Sur la question des normes, nous demandons à être associés beaucoup plus en amont des projets de nouvelles normes. Nos points de vue de professionnels doivent être beaucoup mieux pris en compte et les projets de nouvelles normes doivent être évalués au regard de leur impact sur l’économie et le fonctionnement de nos entreprises. Le premier ministre vient de mettre en place à cet effet un comité présidé par un préfet. Attendons de voir comment ce comité va traiter ces questions, mais là encore notre mobilisation produit quelques effets.

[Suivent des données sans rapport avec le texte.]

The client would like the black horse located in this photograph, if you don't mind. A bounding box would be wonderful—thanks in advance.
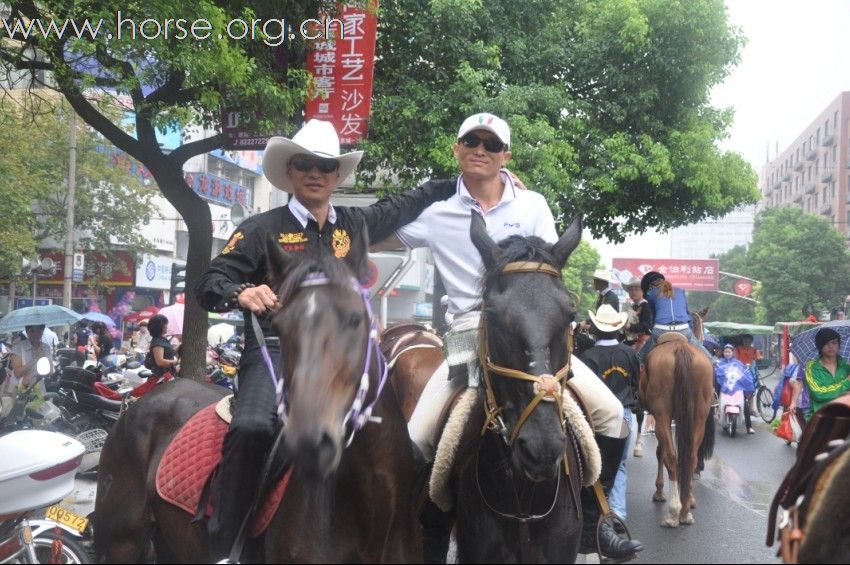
[95,229,421,563]
[452,214,582,563]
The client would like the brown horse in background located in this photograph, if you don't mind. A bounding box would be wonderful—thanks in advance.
[95,231,422,563]
[640,332,714,528]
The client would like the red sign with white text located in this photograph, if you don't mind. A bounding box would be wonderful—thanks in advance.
[735,279,753,296]
[613,258,720,291]
[305,0,378,145]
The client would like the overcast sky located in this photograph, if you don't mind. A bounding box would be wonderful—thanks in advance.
[592,0,850,267]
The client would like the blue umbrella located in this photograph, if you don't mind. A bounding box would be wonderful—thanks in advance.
[0,304,83,332]
[791,320,850,364]
[83,312,115,328]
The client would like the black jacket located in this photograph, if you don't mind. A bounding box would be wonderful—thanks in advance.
[195,180,457,346]
[579,343,640,408]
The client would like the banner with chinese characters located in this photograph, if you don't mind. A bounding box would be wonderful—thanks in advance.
[183,173,251,207]
[305,0,378,145]
[613,258,720,292]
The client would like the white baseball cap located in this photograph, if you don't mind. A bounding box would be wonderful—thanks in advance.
[457,112,511,147]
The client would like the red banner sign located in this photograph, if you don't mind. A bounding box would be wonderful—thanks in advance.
[305,0,378,145]
[735,279,753,296]
[613,258,720,291]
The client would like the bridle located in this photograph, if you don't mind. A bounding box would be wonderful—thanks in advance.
[251,272,389,447]
[478,261,573,447]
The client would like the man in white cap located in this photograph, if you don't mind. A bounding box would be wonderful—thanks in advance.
[580,304,643,555]
[375,113,633,562]
[196,120,454,555]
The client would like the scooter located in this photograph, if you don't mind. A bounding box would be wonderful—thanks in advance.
[720,390,744,437]
[0,358,91,563]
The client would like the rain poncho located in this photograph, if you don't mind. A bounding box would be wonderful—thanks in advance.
[714,358,755,394]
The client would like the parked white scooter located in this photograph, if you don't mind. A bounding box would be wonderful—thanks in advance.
[0,358,90,563]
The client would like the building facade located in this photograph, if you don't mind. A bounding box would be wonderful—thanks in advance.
[759,92,850,234]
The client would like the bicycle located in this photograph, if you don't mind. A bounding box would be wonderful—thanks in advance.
[750,363,776,424]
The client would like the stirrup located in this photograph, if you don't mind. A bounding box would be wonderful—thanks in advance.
[596,510,639,563]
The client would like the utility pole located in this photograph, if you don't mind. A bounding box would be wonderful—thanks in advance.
[63,108,77,308]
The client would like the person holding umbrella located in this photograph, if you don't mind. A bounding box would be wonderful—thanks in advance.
[805,328,850,421]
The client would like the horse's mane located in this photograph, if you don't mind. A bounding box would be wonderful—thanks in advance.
[481,235,554,293]
[271,249,354,304]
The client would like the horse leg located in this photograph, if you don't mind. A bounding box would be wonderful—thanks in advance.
[655,416,682,528]
[652,442,667,502]
[94,442,152,563]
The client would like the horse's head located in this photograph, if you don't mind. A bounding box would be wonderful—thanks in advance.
[266,229,376,476]
[471,214,581,481]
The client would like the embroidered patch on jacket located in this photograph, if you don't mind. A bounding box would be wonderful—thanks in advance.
[602,365,629,379]
[333,230,351,259]
[221,231,245,255]
[277,232,307,244]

Reste la question des prix, la plus importante, la plus difficile. Celle sur laquelle il y a peut-être le moins d’avancées. Car un prix ça se construit, ça se construit avec les acheteurs de la grande distribution, ça se construit avec les intermédiaires, industriels, abatteurs, mais aussi avec nos coopératives. Cela se construit aussi avec l’Union Européenne, pour se diriger vers la levée de l’embargo Russe, pour obtenir l’étiquetage obligatoire de l’origine des produits transformés, pour réintroduire de vrais mécanismes de gestion de crise, pour lutter contre les pratiques commerciales déloyales. La FNSEA et ses sections spécialisées sont pleinement mobilisées sur ces chantiers. Mais le prix se construit aussi dans notre département, en agissant sur la demande de produits français. La FDSEA est engagée dans ce domaine. Nous allons demain nous adresser en direct au consommateur et «rénover» notre relation avec les GMS. Mais la FDSEA s’engage aussi en travaillant à la systématisation de nos produits dans la restauration collective publique. Sur ce point, je veux être résolument optimiste à l’égard de la démarche engagée avec les services de l’Etat, le Conseil Départemental, les collectivités locales et établissements publics. Jamais à ce jour autant d’acteurs concernés ne se sont mobilisés et ont travaillé de concert dans cette direction. C’est le résultat direct de notre mobilisation de l’été, tirons-en quelques satisfactions, pour commencer. Car il y a encore beaucoup de travail pour obtenir de vrais résultats, et pas des résultats pour quelques-uns mais pour le plus grand nombre.